Tichys Einblick
Interview

Götz Kubitschek: Wir stellen Normalität her

Die Medien kennen zur Frankfurter Buchmesse 2017 nur ein Thema: Götz Kubitschek und der Auftritt seines neurechten Verlages Antaios. Die Direktion der Messe scheiterte kläglich an der sanftmütigen Aufstellung des rechten Lieblings der Medien.

© John MacDougall/AFP/Getty Images

Die Medien kennen zur Frankfurter Buchmesse 2017 nur ein Thema: Götz Kubitschek und der Auftritt seines neurechten Verlages Antaios. Die Direktion der Messe scheiterte kläglich an der sanftmütigen Aufstellung des rechten Lieblings der Medien. Auffällig wurden die anderen, die linken Schreihälse, die zerstörungswütigen Nachteulen. Und Kubitschek ist sich nach Frankfurt noch sicherer: „Wir ergänzen den eindimensionalen Diskurs um den fehlenden Part, wir bringen die linkslastige Wippe in die Balance.“

Alexander Wallasch (AW): Herr Kubitschek, unabhängig davon, welche Bedrohung man in Ihnen sehen mag, selbst Publikationen, die Ihnen in herzlicher Feindschaft zugetan sind, kommen aktuell nicht umhin, Ihnen und Ihrem Verlag einen großen Erfolg auf der Frankfurter Buchmesse zuzugestehen. Warum hat die Linke nur so versagt, Ihnen mal den Marsch zu blasen? Was ist da passiert? Wie haben sie diese fünf Tage erlebt?

Götz Kubitschek (GK): Wir waren auf der Messe, wurden zum Skandal, zum prägenden Messethema und zum Gegenstand einer nun endlich anlaufenden Debatte über den richtigen Umgang mit der rechtsintellektuellen Normalität in Deutschland. Wie gelang uns diese »Landnahme« auf der Buchmesse?

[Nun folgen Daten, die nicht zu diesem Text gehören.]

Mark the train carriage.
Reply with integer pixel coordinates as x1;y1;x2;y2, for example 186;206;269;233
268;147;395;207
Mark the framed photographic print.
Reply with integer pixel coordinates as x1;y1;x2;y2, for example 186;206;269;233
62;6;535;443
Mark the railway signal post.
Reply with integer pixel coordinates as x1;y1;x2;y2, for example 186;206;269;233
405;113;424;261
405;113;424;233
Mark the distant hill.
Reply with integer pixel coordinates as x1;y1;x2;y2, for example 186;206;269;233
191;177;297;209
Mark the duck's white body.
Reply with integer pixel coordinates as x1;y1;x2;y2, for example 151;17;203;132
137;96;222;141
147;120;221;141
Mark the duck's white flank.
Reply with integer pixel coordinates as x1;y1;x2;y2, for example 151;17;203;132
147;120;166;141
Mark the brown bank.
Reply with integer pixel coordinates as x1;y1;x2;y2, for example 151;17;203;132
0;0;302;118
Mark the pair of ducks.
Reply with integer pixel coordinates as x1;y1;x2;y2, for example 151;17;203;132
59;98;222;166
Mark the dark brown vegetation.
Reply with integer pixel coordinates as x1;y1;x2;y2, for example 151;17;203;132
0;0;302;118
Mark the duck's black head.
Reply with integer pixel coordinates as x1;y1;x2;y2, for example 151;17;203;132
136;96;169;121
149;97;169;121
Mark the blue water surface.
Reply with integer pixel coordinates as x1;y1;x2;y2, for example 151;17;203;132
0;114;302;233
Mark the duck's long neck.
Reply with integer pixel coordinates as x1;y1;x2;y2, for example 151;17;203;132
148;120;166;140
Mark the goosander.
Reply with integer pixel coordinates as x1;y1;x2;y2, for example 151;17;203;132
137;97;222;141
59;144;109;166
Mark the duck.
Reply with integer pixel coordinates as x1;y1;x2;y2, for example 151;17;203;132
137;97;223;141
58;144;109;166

Die humorige Antwort lautet: Wir haben unsere PR-Abteilung ausgelagert, und jeder, der uns zu laut und zu durchschaubar skandalisiert, ist Teil dieser Auslagerung, ist einer unserer unbezahlten Mitarbeiter, ob er will oder nicht. Das klappt seltsamerweise immer wieder, das hat beim Skandal um Rolf Peter Sieferles »Finis Germania« funktioniert und nun auf der Buchmesse erneut.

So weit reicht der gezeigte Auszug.